Não há remissão para essa gente que habita esse reino eterno da escuridão. Quem ali permanece, consciente do que fez contra o povo cordial, o povo ordeiro (ah, como eles apostam nesse povo ordeiro!), ficará para sempre presa ao mal que tanto praticaram para a desgraça de um Brasil varonil. Ali não há diálogo, muito menos dialética. Não existe ali diálogo porque essa gente perdeu a capacidade de se expressar na sua própria língua. Não falam em linguagem, em vernáculo, falam em pecúnia, e quanta pecúnia direcionada para tantos às expensas do dinheiro público!
Sob a égide de uma suposta democracia, o país se habituou às arbitrariedades de reformas aprovadas por político que não mais têm o respeito do eleitorado, et pour cause, não têm mais representatividade quanto às promessas descumpridas em eleições ganhas por força do poder econômico, cujo defeito maior foi se transmudar em mercadores de propinas entre corruptos e corruptores ou vice-versa, pois não vejo qual diferença de maior ou menor grau de ética e de honradez entre um e outro. São dois lados em perfeita sintonia e sentido de reciprocidade.
A má governança discricionária temeriana chega a um ponto em que o ministro da fazenda congela os salários dos funcionários federais por dois anos e, em contrapartida, por ação pusilânime e malvada, permite que a maior parte dos produtos da alimentação aos planos de saúde, aumente os seus preços, gerando alto custo de vida dos gêneros de maior necessidades: alimentos, remédios e outros produtos.

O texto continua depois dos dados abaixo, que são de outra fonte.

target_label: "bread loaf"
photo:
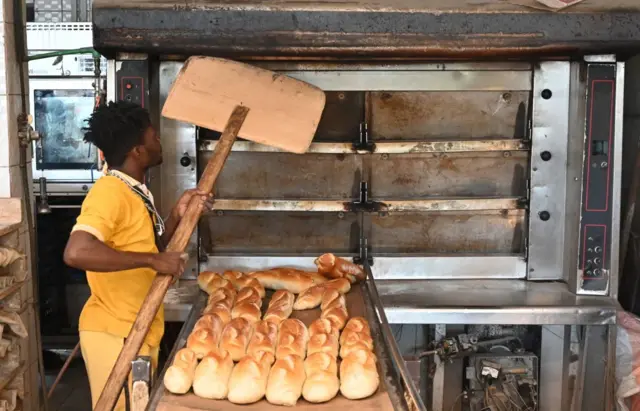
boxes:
[202,303,231,324]
[198,271,235,294]
[235,275,267,298]
[309,318,340,338]
[192,314,224,342]
[163,348,198,394]
[276,318,309,359]
[307,334,338,358]
[340,317,371,344]
[220,318,253,361]
[278,318,309,344]
[247,321,278,360]
[340,330,373,358]
[187,328,219,359]
[231,302,262,324]
[207,288,236,309]
[293,278,351,310]
[263,290,295,324]
[320,305,349,330]
[304,271,329,285]
[340,350,380,400]
[250,268,315,294]
[222,270,245,290]
[266,355,305,406]
[227,351,273,404]
[302,352,340,403]
[315,254,365,283]
[320,290,347,311]
[193,349,238,400]
[236,287,262,308]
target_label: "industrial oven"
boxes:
[93,0,640,411]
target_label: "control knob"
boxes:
[180,153,191,167]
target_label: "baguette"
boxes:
[235,275,267,298]
[315,254,365,283]
[266,355,305,407]
[340,350,380,400]
[247,321,278,360]
[304,271,329,285]
[309,318,340,338]
[220,317,253,361]
[163,348,198,394]
[340,331,373,359]
[320,305,349,330]
[320,290,348,311]
[207,288,237,309]
[227,351,273,404]
[293,278,351,310]
[231,302,262,324]
[276,318,309,359]
[192,314,224,338]
[307,334,338,358]
[236,287,262,308]
[263,290,295,325]
[202,303,231,324]
[302,352,340,404]
[251,268,315,294]
[340,317,371,344]
[193,349,238,400]
[222,270,245,290]
[187,328,220,359]
[198,271,235,294]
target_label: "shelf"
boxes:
[165,280,619,325]
[0,198,22,237]
[376,280,619,325]
[212,197,524,213]
[200,138,529,154]
[0,361,25,391]
[0,281,24,301]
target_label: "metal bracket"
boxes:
[18,113,40,147]
[130,356,152,411]
[353,122,376,153]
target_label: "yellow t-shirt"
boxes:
[72,176,164,347]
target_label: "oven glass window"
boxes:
[34,90,97,170]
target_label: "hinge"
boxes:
[353,122,375,152]
[353,235,373,267]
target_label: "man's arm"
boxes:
[160,188,212,247]
[64,230,184,275]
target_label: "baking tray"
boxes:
[147,266,426,411]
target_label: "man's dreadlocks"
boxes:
[83,101,151,167]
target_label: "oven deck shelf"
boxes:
[165,280,619,325]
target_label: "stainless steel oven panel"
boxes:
[29,78,101,183]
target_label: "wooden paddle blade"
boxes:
[162,56,325,153]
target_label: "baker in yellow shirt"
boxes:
[64,102,208,411]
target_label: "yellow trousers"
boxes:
[80,331,160,411]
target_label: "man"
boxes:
[64,102,208,411]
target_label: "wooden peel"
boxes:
[95,57,325,411]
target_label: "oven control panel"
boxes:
[116,60,149,107]
[578,63,616,295]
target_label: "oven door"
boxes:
[29,78,100,183]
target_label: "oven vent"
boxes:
[26,23,93,51]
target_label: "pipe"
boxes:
[23,47,101,61]
[47,342,80,399]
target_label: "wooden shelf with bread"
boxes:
[148,254,422,411]
[0,198,31,411]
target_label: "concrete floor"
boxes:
[46,356,91,411]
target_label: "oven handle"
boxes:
[362,258,427,411]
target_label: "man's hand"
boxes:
[149,251,189,278]
[171,188,212,220]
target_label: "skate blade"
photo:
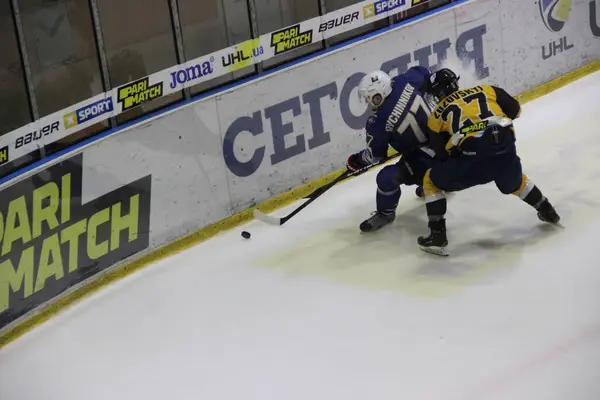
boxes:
[419,246,449,257]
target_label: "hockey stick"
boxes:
[303,153,401,199]
[253,154,399,225]
[253,169,352,225]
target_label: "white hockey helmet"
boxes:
[358,70,392,108]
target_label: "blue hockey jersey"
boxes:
[363,67,434,163]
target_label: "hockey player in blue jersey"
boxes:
[347,67,435,232]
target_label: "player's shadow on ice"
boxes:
[336,196,561,280]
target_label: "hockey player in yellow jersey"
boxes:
[418,68,560,255]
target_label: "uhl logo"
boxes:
[540,0,574,60]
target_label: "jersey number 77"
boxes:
[396,95,431,143]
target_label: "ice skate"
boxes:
[417,220,448,256]
[360,211,396,232]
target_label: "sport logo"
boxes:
[63,97,113,129]
[539,0,571,32]
[271,24,312,55]
[117,77,163,111]
[363,0,406,18]
[169,57,215,89]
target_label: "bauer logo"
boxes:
[0,146,8,165]
[539,0,571,32]
[271,24,312,55]
[363,0,406,18]
[319,11,360,32]
[15,121,60,149]
[118,77,163,111]
[64,97,113,129]
[169,57,215,89]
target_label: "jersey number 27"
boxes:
[442,92,494,133]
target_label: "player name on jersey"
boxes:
[385,85,415,132]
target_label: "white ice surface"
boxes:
[0,73,600,400]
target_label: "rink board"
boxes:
[0,0,600,345]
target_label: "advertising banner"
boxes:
[0,154,152,328]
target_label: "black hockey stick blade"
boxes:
[252,208,284,225]
[252,169,352,225]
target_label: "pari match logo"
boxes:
[271,24,312,55]
[539,0,571,32]
[363,0,406,19]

Isso é uma ignomínia contra o bolso já vazio dos funcionalismo. No entanto, como somos um povo cordial, bonzinho, ordeiro, individualista e salve-se quem puder, ninguém grita, ninguém clama e nem os sindicatos fazem nada por ninguém, mas apenas arrecadam a nossa contribuição para, no caso dos planos de saúde, em assembleias conchavadas, terminarem por aceitar o que a ANS determina juntamente com as empresas dos planos de saúde. E, assim, ficamos sempre sujeitos ao domínio dos conchavos entre o público e o privado sob a chancela meio constrangida e malandra dos sindicatos. Ah, como somos ordeiros para regalo da política brasileira!